Volz trabalhou por cerca de um ano e meio na construção da exibição, que tem ares panorâmicos, já que revisita a trajetória dos artistas, nascidos no bairro do Cambuci. “Fizemos um levantamento do nosso acervo desde os anos 80. Trouxemos algumas obras que estavam lá fora, tem também trabalhos feitos há muito tempo, mas nunca mostrados”, explica Gustavo. “Nós temos muitos segredos, vamos revelar alguns deles aqui. Foram esses segredos que nos fizeram encontrar o universo que a gente acredita (e se chama Tritrêz). É uma busca espiritual”, complementa Otávio.
A aventura dos visitantes começa na entrada principal da Pinacoteca, onde os irmãos também estilizaram o letreiro. Agora, a espécie de placa é luminosa, na cor vermelha, e com tipografia em estilo bomb, aquela das letras gordinhas, uma vertente do grafite. No corredor adiante, mais uma parada, está por lá a obra Piano (2019). Ela foi parte de um concerto que a dupla fez com o grupo de dança Flying Steps no Hamburger Bahnhof, instituição alemã de arte contemporânea. “Essa é uma peça central na exposição. Faz referência direta ao movimento hip-hop, do qual eles são herdeiros, e traz elementos importantes para o trabalho deles, como a música, a dança e essa verve dada à fantasia”, pontua o curador Volz. No tampo do instrumento musical, há um boneco fazendo um passo chamado Moinho de Vento. Foi o primeiro movimento que OSGEMEOS aprenderam. Isso, nos anos 80, na estação de metrô São Bento.
Naquela época, ali era um point que reunia futuras estrelas da cultura brasileira, como os rappers integrantes da banda Racionais MC’s e o MC Thaíde. “Uma vez por mês, a gente fazia um encontrão, com toca-discos. Cada um colocava sua dança. Eles eram bem garotos, 14, 15 anos, ou até menos”, relembra o produtor musical Humberto Martins Arruda, mais conhecido como DJ Hum, que foi o responsável pela criação do apelido dos artistas. “Em uma dessas reuniões, ficou aquela confusão: ‘Otávio, Gustavo, Gustavo, Otávio, você é quem mesmo?’. De repente, falei: ‘Ô, gêmeos do caramba, vem aqui logo.’ Não aguentei”, relembra DJ Hum.
A simbiose dos artistas está em todos os cantos da Pina.
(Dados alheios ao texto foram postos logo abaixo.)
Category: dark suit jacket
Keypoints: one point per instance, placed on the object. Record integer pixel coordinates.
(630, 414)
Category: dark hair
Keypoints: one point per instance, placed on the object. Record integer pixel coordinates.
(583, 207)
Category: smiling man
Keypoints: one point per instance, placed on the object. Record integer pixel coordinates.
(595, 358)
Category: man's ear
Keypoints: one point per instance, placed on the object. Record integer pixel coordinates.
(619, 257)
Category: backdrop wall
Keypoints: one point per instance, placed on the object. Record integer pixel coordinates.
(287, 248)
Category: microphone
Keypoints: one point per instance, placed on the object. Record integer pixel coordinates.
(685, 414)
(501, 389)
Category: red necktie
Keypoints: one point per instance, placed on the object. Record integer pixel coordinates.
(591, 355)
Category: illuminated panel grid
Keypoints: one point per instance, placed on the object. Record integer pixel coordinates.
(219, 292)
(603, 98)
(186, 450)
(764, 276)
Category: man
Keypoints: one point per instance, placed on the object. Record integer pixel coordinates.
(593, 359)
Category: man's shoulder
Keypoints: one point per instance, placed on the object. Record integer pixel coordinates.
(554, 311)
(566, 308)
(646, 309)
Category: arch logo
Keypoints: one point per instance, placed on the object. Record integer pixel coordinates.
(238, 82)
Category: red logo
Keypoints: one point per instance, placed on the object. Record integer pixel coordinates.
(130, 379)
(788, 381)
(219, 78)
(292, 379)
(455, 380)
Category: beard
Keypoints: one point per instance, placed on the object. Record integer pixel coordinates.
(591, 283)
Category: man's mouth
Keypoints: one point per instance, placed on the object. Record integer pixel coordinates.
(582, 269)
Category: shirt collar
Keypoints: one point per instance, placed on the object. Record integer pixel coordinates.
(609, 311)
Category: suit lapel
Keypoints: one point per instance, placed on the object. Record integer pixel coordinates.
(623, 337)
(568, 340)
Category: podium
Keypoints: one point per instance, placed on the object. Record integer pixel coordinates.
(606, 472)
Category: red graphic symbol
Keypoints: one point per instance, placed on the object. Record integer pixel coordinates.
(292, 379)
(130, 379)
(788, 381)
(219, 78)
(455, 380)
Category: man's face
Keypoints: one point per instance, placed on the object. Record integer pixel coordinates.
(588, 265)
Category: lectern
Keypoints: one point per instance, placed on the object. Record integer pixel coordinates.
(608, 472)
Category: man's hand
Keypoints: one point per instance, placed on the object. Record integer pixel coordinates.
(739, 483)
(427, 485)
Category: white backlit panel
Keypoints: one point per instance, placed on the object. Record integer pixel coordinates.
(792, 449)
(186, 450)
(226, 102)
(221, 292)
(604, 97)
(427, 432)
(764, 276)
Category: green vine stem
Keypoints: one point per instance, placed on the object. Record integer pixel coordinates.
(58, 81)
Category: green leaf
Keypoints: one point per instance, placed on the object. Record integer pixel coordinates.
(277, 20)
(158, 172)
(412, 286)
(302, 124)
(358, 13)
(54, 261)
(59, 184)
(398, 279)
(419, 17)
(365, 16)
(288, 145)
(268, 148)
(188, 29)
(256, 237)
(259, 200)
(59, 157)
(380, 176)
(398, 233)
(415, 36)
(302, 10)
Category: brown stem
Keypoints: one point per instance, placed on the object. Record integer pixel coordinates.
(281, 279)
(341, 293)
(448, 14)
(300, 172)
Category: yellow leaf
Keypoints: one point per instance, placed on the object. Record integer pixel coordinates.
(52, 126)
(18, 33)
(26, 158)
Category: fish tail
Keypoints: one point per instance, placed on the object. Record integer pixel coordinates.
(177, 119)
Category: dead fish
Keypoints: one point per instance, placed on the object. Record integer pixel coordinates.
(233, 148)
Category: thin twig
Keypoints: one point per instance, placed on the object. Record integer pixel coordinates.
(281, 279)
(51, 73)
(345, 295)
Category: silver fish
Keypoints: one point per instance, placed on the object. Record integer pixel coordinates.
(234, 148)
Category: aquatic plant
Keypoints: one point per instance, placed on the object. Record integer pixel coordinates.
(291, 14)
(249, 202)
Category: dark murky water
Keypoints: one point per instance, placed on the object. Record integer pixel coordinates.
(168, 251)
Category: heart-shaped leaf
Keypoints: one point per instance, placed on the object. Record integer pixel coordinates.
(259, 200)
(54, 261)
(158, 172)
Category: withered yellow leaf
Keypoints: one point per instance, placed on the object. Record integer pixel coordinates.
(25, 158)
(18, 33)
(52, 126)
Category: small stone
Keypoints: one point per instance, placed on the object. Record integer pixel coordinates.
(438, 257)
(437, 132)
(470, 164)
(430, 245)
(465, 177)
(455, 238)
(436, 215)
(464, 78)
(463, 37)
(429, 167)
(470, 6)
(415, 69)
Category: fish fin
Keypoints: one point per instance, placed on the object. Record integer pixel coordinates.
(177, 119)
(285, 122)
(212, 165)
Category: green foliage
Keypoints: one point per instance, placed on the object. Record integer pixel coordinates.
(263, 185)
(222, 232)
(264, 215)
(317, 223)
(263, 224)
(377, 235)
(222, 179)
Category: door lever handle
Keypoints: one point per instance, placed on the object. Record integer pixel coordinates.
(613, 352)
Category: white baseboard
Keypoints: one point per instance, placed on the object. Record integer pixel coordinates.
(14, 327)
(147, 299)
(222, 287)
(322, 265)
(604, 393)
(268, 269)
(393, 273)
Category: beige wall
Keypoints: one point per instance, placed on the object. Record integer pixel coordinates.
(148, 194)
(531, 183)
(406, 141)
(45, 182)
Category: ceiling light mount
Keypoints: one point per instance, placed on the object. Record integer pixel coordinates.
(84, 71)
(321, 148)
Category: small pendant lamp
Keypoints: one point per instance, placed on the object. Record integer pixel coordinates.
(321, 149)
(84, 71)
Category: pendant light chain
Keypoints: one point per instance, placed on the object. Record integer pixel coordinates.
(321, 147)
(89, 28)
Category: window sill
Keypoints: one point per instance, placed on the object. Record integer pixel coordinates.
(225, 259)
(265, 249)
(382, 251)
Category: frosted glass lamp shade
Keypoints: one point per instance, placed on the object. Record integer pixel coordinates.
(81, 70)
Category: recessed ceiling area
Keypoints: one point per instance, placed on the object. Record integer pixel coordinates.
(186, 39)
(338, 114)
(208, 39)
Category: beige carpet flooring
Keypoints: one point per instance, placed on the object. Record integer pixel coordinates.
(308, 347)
Em um dos pátios, há uma lua caída, com 1,65 metro de diâmetro, crateras e tudo o mais. No tronco principal da mostra, as sete salas do 1º andar, o percurso começa com desenhos feitos pelos irmãos desde a infância. Eles estão colados nas paredes por meio da técnica de lambe-lambe. Um carro pegando fogo, nas versões de Gustavo e Otávio, chama atenção. Perto das chamas, veem-se fotos do aniversário de 1 ano, data especial, já que o nascimento deles foi marcado por um erro. “Minha barriga estava muito grande, então o médico me pediu para fazer um exame. Ao olhar o resultado, disse que só tinha uma criança”, recorda a mãe deles, Margarida Kanciukaitis, de 77 anos. “Quando estava na sala de cirurgia, o médico puxou a placenta e veio outro menino, outra criança. O médico ficou tão desnorteado que saiu e me deixou com a enfermeira. Eles eram tão pequenininhos, todo mundo dizia que iam morrer.”
Depois daquilo, dona Margarida não teve cabeça para pensar em nomes para os rebentos. Gustavo foi escolha de uma prima, chamada Dina, e Otávio apareceu na placa do nome da via onde ficava a maternidade, a rua Tenente Otávio Gomes, na Liberdade. Com tanta emoção envolvida, os pequeninos foram cercados de atenção não só pela mãe e pelo pai, Walter Pandolfo, já falecido. O irmão mais velho, Arnaldo, os estimulava a desenhar desde cedo e a irmã, Adriana, também ficava por perto. “Era um cuidado mais maternal, queria até escolher a roupa deles”, diz ela.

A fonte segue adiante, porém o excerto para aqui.